病中的身體機能反應有些慢,這些不以季時予興奮的精神狀態為轉移。所以當席野手腳麻利地從衛生間出來那刻,他的身體還沒反應過來,睜眼的狀態被席野看見了。
季時予眼神愣了一瞬,隨即反應過來,輕“嗯”了聲,然后閉上了眼睛。
季知言知道,季時予這是不想讓席野認出來。
“頭還疼嗎?”席野涼濕的手摸上季時予的額頭。
季時予剛掌握回身體,不太適應和席野這種距離相處,有些抵觸心理,眉頭下意識皺了一下,但還是就著病弱的狀態,咕噥著:“嗯。”
席野手上的動作不知怎么頓了一下,很快又恢復正常,拿著用涼水濕透的毛巾給季時予降溫。

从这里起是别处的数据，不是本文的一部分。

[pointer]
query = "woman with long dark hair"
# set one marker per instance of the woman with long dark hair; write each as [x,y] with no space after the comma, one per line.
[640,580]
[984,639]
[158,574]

“還有哪里難受嗎?”席野的聲音從耳邊傳來,語氣里藏著一絲試探。
季時予一直保持著閉眼的狀態,不想說太多話以防在席野面前露出破綻,也想將席野打發走,說道:“沒有,我想休息了,你也快去休息吧。”
語畢,席野沒有說話,房內一時陷入一片死寂。
季知言在一片漆黑中,心臟仿佛被人狠狠攥緊,呼吸都有些困難。
季時予等了一會兒,聽見身邊沒有任何動靜,但他感覺席野好像還在床邊,在好奇和疑惑的驅動下,他睜開眼往床邊看去。
猝不及防,季時予的視線和席野相撞。